6098 Sayılı TBK.’nun 350/1. maddesi uyarınca ihtiyaç iddiasına dayalı olarak açılacak davalarda dava hakkı kural olarak kiraya verene aittir. Ancak kiraya veren durumunda olmayan malikin de bu davaları açabileceği içtihaden kabul edilmiştir. Kiralanan paylı mülkiyete konu ise pay ve paydaş çoğunluğunun sağlanması, elbirliği halinde mülkiyete konu teşkil ediyorsa tüm ortakların davaya katılmaları gerekir. Bu koşullar birlikte dava açma şeklinde gerçekleşebileceği gibi bir paydaş tarafından açılan davaya sonradan diğer paydaşların onaylarının alınması şeklinde de sağlanabilir. Elbirliği mülkiyetinde, ortakların davaya katılmaları sağlanamaz ise miras bırakanın terekesine temsilci atanması sağlanarak temsilci huzuruyla dava yürütülür. Dava hakkına ilişkin olan bu hususların mahkemece kendiliğinden göz önünde bulundurulması gerekir.
Kimlerin ihtiyacı için tahliye davası açılabileceği TBK.’nun 350. maddesinde sınırlı olarak sayılmıştır.
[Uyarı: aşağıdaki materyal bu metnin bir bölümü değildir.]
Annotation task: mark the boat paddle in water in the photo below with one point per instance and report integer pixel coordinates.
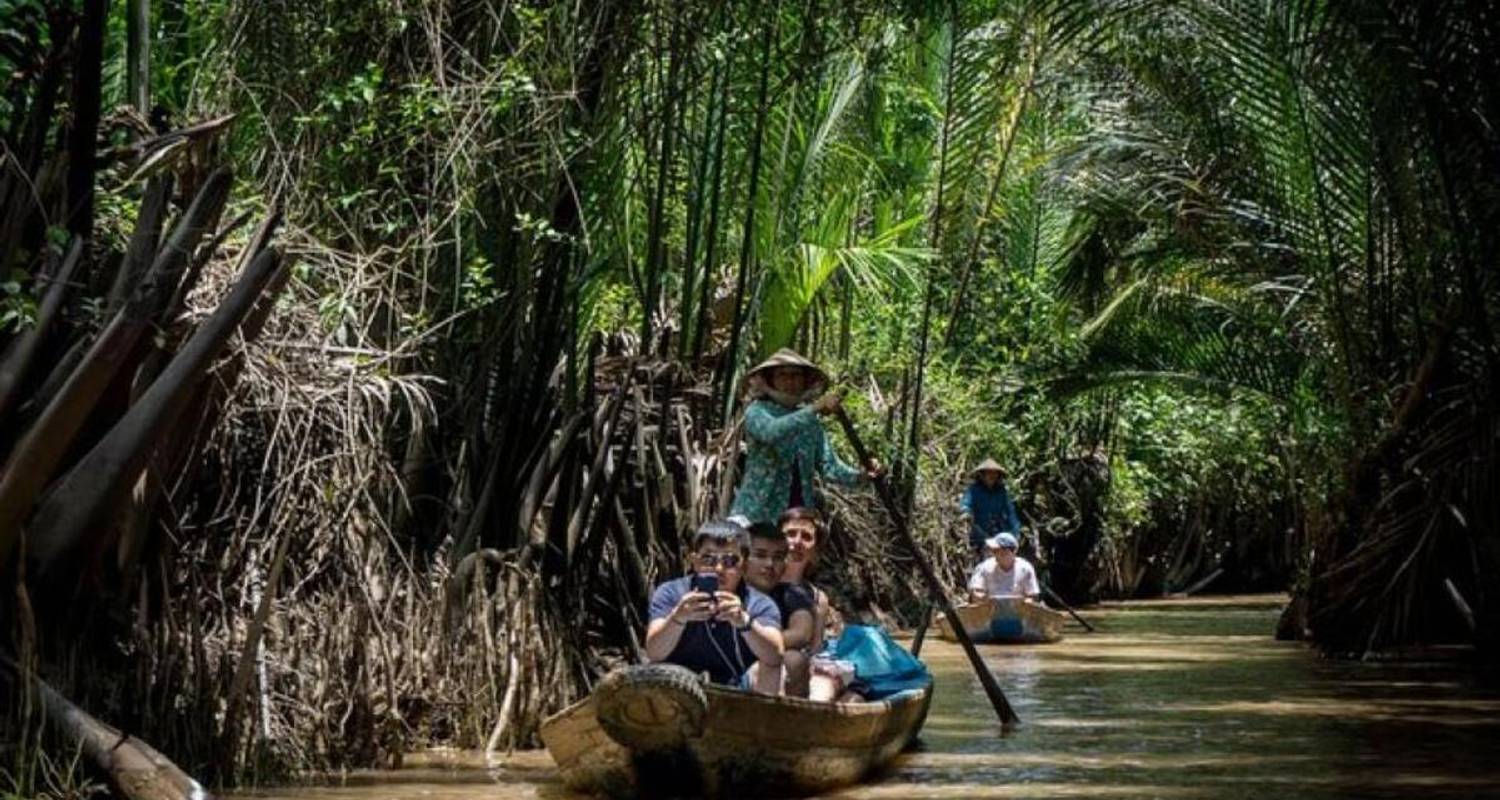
(662, 731)
(1005, 620)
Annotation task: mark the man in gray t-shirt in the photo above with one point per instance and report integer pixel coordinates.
(722, 632)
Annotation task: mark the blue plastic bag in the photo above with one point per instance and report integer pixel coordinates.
(879, 664)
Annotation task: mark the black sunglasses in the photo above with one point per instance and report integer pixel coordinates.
(726, 560)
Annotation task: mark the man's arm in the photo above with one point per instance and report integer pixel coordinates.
(765, 641)
(977, 589)
(762, 631)
(800, 629)
(1029, 586)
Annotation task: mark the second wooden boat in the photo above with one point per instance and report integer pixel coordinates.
(1004, 620)
(660, 731)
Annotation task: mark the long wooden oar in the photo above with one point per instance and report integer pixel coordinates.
(1002, 707)
(1065, 607)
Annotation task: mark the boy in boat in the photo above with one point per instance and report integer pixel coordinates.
(794, 602)
(1004, 574)
(987, 506)
(810, 674)
(711, 620)
(785, 442)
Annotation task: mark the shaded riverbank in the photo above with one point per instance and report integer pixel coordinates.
(1167, 700)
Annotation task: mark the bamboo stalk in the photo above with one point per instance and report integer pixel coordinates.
(92, 487)
(18, 357)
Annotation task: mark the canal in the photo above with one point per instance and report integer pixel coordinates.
(1169, 698)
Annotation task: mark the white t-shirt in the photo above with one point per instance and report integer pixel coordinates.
(995, 581)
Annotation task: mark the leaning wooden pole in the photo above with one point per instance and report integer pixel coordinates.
(992, 688)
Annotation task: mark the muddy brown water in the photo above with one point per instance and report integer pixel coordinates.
(1187, 698)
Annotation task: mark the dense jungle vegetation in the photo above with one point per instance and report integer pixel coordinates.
(368, 416)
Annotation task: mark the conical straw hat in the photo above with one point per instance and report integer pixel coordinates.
(788, 357)
(989, 464)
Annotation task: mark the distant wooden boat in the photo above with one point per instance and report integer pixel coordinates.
(660, 731)
(1004, 620)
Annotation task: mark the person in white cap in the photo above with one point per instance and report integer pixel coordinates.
(1004, 574)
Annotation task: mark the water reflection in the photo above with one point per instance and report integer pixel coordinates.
(1167, 700)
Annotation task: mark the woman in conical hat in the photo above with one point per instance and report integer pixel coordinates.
(785, 440)
(987, 506)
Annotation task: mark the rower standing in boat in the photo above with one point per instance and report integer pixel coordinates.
(1004, 574)
(987, 506)
(711, 620)
(786, 443)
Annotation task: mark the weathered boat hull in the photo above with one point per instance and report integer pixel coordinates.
(1005, 620)
(750, 746)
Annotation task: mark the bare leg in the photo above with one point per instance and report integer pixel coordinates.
(765, 679)
(824, 688)
(797, 667)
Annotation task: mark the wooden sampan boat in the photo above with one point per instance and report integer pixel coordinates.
(662, 731)
(1004, 620)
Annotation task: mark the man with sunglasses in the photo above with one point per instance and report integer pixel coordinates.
(722, 632)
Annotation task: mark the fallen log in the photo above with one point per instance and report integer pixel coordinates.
(135, 769)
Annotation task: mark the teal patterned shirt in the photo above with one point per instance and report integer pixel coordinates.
(776, 437)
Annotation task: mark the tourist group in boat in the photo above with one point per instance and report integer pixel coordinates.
(747, 614)
(755, 685)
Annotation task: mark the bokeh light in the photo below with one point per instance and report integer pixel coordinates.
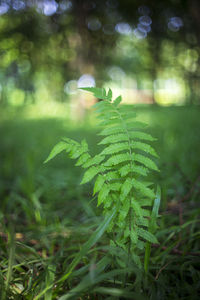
(86, 80)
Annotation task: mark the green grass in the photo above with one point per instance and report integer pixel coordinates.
(48, 245)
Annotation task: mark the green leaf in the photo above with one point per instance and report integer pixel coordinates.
(103, 193)
(146, 235)
(136, 207)
(115, 148)
(117, 159)
(141, 136)
(98, 92)
(112, 175)
(88, 245)
(126, 188)
(98, 184)
(83, 159)
(146, 161)
(141, 187)
(114, 139)
(117, 100)
(56, 150)
(91, 173)
(124, 211)
(144, 147)
(96, 160)
(133, 235)
(109, 94)
(112, 130)
(154, 214)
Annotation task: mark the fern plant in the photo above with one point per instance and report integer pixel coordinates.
(119, 171)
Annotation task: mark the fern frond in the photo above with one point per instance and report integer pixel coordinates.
(91, 173)
(93, 161)
(115, 148)
(114, 139)
(103, 193)
(98, 184)
(82, 159)
(141, 136)
(117, 159)
(147, 162)
(146, 235)
(126, 188)
(119, 171)
(143, 147)
(145, 191)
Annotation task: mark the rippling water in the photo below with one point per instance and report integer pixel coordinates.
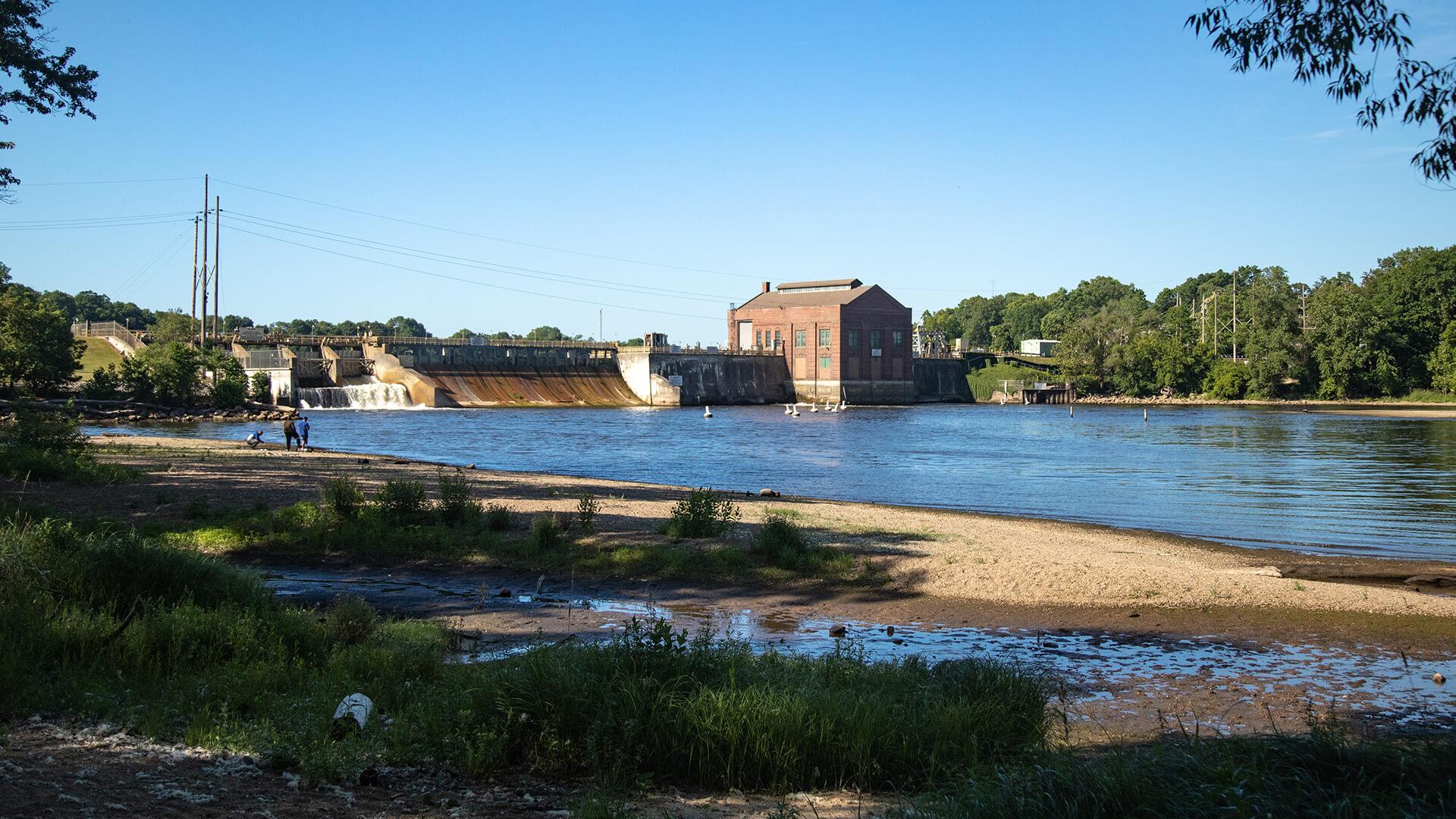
(1312, 482)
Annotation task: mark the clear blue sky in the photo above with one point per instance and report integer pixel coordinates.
(940, 149)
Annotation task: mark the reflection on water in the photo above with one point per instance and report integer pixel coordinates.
(1241, 475)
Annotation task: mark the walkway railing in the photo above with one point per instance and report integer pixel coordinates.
(108, 330)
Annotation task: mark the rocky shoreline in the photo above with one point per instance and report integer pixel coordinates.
(96, 411)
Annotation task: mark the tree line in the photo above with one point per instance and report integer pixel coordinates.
(1383, 334)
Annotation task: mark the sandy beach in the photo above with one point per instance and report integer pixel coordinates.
(948, 556)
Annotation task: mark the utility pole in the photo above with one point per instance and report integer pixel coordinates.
(1235, 315)
(193, 327)
(218, 245)
(201, 340)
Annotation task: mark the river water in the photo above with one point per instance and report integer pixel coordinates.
(1312, 482)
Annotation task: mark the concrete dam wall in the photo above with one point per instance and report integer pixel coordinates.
(459, 375)
(696, 379)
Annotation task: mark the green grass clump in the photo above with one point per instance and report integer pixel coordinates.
(989, 379)
(1321, 774)
(497, 518)
(456, 503)
(400, 499)
(704, 513)
(343, 497)
(49, 447)
(184, 648)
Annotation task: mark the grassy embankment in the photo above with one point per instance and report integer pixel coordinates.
(98, 354)
(185, 648)
(987, 379)
(400, 522)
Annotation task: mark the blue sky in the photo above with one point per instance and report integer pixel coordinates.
(938, 149)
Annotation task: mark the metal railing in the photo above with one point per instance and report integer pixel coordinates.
(108, 330)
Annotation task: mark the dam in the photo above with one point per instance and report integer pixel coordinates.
(392, 373)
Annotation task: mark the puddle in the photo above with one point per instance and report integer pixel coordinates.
(1104, 670)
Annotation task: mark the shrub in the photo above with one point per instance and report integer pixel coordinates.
(587, 509)
(780, 539)
(229, 392)
(1226, 381)
(704, 513)
(259, 388)
(105, 381)
(350, 620)
(455, 499)
(497, 518)
(400, 499)
(548, 532)
(343, 496)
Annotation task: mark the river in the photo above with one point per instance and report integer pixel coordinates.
(1254, 477)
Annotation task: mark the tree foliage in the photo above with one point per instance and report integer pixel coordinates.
(36, 352)
(1329, 41)
(50, 83)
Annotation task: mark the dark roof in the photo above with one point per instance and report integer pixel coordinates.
(811, 297)
(820, 283)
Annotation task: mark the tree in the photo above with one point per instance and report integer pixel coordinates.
(36, 350)
(545, 334)
(49, 82)
(1347, 356)
(1326, 41)
(1443, 360)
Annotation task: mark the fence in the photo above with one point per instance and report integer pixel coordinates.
(108, 330)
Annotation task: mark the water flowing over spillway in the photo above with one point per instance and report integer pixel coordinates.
(367, 395)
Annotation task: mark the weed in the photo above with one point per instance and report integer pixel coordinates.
(587, 509)
(343, 497)
(704, 513)
(498, 518)
(196, 509)
(456, 503)
(350, 620)
(400, 499)
(548, 532)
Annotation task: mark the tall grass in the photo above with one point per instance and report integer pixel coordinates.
(187, 648)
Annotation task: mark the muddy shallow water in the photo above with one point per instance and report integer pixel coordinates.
(1114, 681)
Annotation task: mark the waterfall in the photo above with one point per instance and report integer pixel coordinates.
(366, 395)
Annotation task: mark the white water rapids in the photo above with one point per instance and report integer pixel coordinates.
(366, 395)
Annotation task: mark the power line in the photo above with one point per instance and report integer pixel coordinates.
(472, 280)
(109, 183)
(476, 264)
(485, 237)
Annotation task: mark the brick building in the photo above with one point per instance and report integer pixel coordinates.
(840, 340)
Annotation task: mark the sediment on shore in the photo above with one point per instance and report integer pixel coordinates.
(952, 556)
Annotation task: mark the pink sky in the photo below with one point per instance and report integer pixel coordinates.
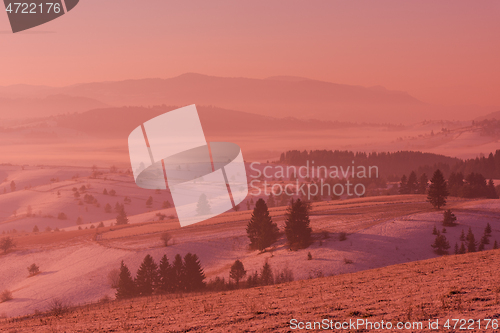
(444, 52)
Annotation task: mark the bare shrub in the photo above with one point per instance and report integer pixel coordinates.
(114, 277)
(5, 296)
(166, 237)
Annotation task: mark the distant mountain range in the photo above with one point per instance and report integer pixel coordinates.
(279, 96)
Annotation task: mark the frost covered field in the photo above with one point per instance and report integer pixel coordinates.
(74, 264)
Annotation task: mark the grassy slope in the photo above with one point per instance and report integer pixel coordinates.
(465, 286)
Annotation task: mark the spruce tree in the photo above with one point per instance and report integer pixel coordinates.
(487, 230)
(266, 275)
(146, 280)
(297, 229)
(438, 191)
(261, 230)
(471, 241)
(271, 202)
(237, 272)
(462, 236)
(166, 275)
(403, 185)
(203, 207)
(126, 286)
(412, 184)
(193, 273)
(449, 218)
(441, 245)
(462, 249)
(178, 274)
(121, 218)
(422, 184)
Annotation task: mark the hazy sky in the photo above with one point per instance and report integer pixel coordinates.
(445, 52)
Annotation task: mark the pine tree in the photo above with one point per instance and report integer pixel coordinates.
(121, 218)
(462, 249)
(193, 273)
(297, 229)
(449, 218)
(203, 207)
(266, 275)
(441, 245)
(412, 184)
(178, 274)
(438, 191)
(261, 230)
(422, 184)
(462, 236)
(487, 230)
(403, 185)
(270, 201)
(434, 231)
(166, 275)
(471, 241)
(147, 277)
(237, 272)
(126, 286)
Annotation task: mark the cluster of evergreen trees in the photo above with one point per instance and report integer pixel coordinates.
(468, 242)
(263, 232)
(393, 164)
(413, 185)
(180, 276)
(266, 276)
(473, 185)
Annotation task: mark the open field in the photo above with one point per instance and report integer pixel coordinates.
(381, 231)
(451, 287)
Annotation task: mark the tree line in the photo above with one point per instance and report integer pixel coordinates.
(393, 165)
(183, 275)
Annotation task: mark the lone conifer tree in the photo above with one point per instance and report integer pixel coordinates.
(422, 184)
(203, 207)
(178, 274)
(126, 286)
(166, 275)
(121, 218)
(147, 277)
(462, 249)
(449, 218)
(193, 273)
(297, 229)
(441, 245)
(438, 191)
(412, 184)
(403, 185)
(261, 230)
(266, 275)
(237, 272)
(471, 241)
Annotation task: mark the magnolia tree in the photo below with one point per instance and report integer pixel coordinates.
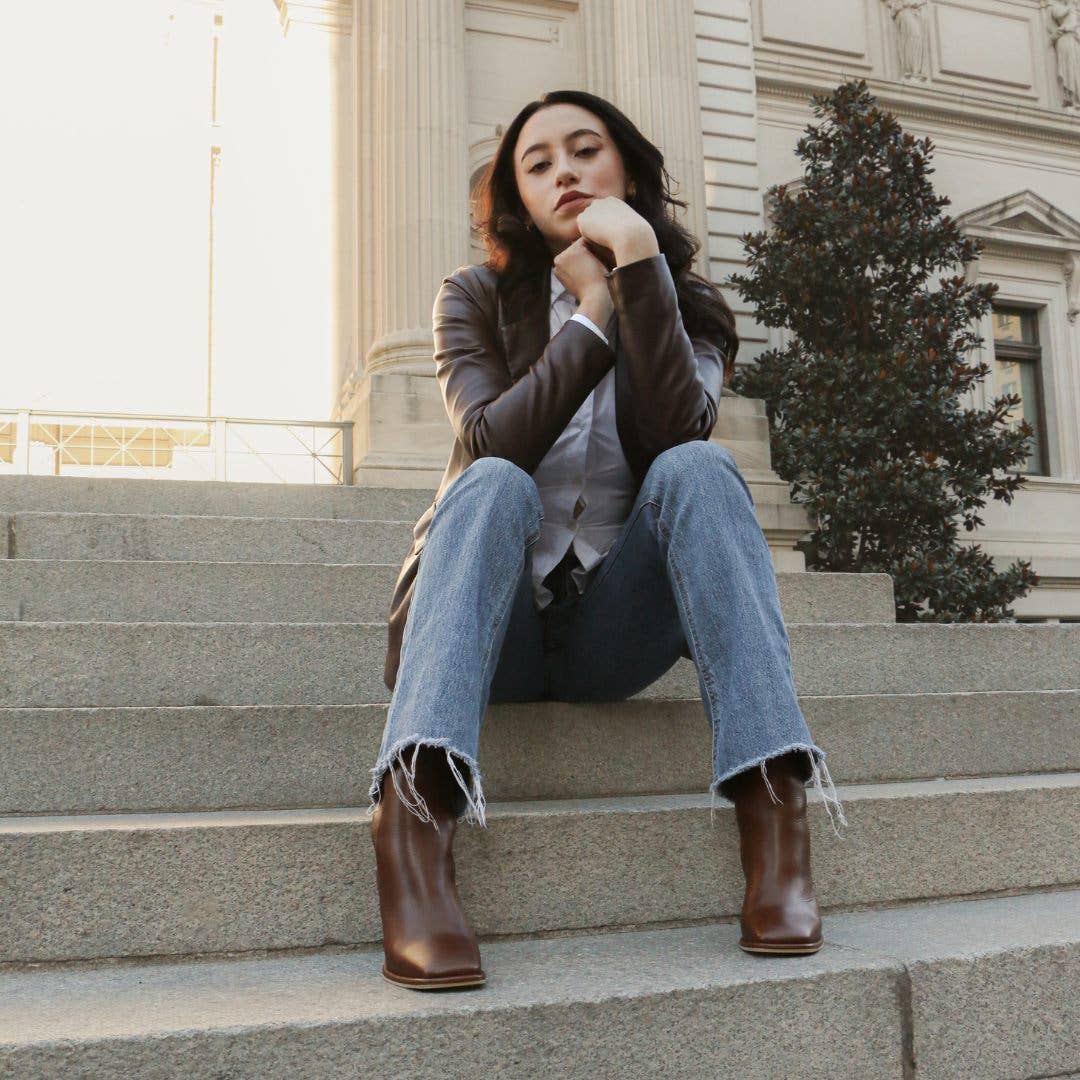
(865, 401)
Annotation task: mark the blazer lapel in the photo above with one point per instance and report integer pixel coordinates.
(525, 328)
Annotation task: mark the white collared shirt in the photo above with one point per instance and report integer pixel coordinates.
(585, 484)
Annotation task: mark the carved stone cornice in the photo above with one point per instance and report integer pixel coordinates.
(983, 115)
(1028, 227)
(331, 16)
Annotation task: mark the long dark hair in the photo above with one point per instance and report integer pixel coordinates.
(521, 256)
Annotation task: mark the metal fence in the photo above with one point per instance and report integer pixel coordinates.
(175, 447)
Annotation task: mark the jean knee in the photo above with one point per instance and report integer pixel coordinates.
(502, 483)
(690, 462)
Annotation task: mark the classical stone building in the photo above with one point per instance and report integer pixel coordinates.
(315, 159)
(724, 88)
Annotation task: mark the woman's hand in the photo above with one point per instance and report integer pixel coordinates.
(579, 269)
(585, 277)
(616, 226)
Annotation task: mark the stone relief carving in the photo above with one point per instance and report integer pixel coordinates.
(1065, 38)
(913, 38)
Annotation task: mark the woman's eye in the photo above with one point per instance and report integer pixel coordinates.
(589, 150)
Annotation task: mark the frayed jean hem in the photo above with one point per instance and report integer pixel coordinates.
(475, 807)
(819, 772)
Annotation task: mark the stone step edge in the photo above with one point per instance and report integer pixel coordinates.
(70, 1007)
(52, 824)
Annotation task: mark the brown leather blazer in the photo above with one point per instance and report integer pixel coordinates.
(510, 388)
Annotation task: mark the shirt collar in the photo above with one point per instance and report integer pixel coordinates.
(558, 291)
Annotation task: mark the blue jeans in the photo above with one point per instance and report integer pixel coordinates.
(689, 565)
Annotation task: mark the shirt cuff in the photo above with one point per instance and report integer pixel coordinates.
(584, 319)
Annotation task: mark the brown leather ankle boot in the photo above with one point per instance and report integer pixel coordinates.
(780, 910)
(426, 939)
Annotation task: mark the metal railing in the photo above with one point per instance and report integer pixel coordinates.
(175, 447)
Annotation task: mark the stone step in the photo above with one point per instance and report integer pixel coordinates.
(135, 759)
(246, 539)
(216, 498)
(129, 591)
(973, 988)
(223, 498)
(137, 885)
(183, 663)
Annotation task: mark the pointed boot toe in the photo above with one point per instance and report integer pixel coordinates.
(436, 961)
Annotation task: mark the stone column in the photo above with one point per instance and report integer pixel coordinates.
(656, 84)
(413, 224)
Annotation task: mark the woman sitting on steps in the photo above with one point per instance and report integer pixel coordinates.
(586, 532)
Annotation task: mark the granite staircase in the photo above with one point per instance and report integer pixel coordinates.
(190, 704)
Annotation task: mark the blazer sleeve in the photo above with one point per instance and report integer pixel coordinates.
(675, 380)
(493, 415)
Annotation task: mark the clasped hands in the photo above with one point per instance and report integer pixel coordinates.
(611, 233)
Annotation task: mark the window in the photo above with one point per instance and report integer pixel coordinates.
(1017, 369)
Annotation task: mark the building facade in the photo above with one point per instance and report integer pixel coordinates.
(307, 186)
(724, 88)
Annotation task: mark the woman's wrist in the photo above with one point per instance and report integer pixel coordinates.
(596, 305)
(640, 244)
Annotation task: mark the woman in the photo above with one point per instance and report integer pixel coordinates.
(586, 532)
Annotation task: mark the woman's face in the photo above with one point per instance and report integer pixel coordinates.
(565, 148)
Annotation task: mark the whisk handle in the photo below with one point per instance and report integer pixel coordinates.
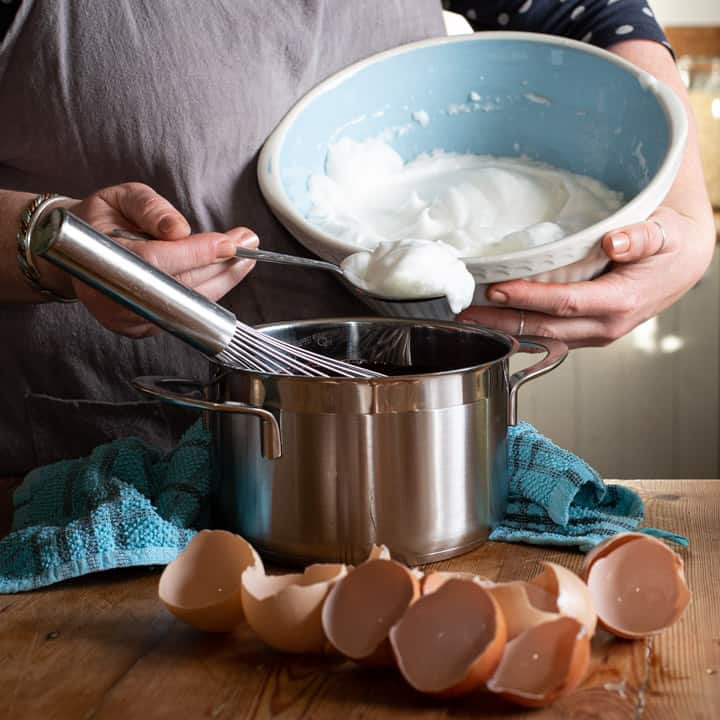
(115, 271)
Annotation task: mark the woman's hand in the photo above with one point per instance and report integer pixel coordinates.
(653, 264)
(202, 261)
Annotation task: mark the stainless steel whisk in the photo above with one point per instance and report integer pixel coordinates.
(78, 248)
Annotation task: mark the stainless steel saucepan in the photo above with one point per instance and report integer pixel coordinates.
(312, 469)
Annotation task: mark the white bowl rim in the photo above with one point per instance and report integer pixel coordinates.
(272, 187)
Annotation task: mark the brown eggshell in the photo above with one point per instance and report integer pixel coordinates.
(637, 584)
(431, 581)
(202, 585)
(379, 552)
(285, 610)
(524, 605)
(450, 641)
(571, 595)
(543, 663)
(364, 605)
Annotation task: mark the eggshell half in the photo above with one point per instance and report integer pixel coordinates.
(524, 605)
(450, 641)
(202, 585)
(543, 663)
(571, 595)
(637, 584)
(379, 552)
(364, 605)
(285, 610)
(431, 581)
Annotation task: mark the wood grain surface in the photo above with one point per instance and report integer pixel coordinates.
(103, 647)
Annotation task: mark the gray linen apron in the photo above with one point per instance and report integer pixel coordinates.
(179, 94)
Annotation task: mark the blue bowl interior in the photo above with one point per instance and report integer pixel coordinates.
(551, 103)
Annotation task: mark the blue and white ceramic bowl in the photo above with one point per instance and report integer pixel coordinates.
(502, 93)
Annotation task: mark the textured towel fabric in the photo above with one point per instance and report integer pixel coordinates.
(124, 505)
(555, 498)
(127, 504)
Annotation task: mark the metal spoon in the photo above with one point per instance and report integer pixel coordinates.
(283, 259)
(439, 303)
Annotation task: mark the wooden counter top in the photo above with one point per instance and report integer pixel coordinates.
(103, 647)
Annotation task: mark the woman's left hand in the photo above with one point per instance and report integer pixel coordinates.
(653, 263)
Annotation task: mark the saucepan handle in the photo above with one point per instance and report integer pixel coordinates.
(162, 387)
(555, 352)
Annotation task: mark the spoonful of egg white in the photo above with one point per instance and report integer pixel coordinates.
(404, 270)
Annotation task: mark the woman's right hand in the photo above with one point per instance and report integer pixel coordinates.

Sözü edilen madde hükmüne göre kiraya veren veya kiraya veren durumunda olmayan malik ancak kendisinin, eşinin alt soyu ve üst soyunun veya kanun gereği bakmakla yükümlü olduğu diğer kişilerin konut (veya işyeri) ihtiyacı için dava açabilir.
Türk Borçlar Kanununun 350/2. maddesi hükmüne göre kiralananın yeniden inşa veya imar amacıyla esaslı onarımı, genişletilmesi ya da değiştirilmesi için açılacak davalarda yapılacak onarım genişletme veya harap vaziyetten kurtarmak esaslı ve imar amaçlı olmalı bu esnada kiralananda ikamet etmenin mümkün olmaması ve bu hususların keşfen bilirkişi marifeti ile belirlenmesi gerekir.
Yukarıda açıklanan bulgular ve tüm dosya içeriğine göre davanın şirketin ihtiyacından kaynaklandığı, gerçek kişi olan davacının şirket ihtiyacı için kendi yerinin tahliyesini istemeyeceğinden ve ihtiyacın kişisel olduğu da ispat edilemediğinden birleşen davanın reddine karar verilmesi gerekirken, yazılı şekilde hüküm kurulması doğru değildir.
Esaslı imar ve inşaat nedeniyle açılan dava da ise taşınmazın harap olmaktan kurtarmak amacı ile yapılacak tamir ve tadilatının esaslı ve imar amaçlı olup olmadığı, tadilat esnasında kiralananda ikamet etmenin mümkün olup olmadığı konusunda mahallinde keşif yapılarak alınacak bilirkişi raporu doğrultusunda karar verilmesi gerekirken eksik inceleme ile karar verilmesi doğru değildir. Hüküm bu nedenle bozulmalıdır.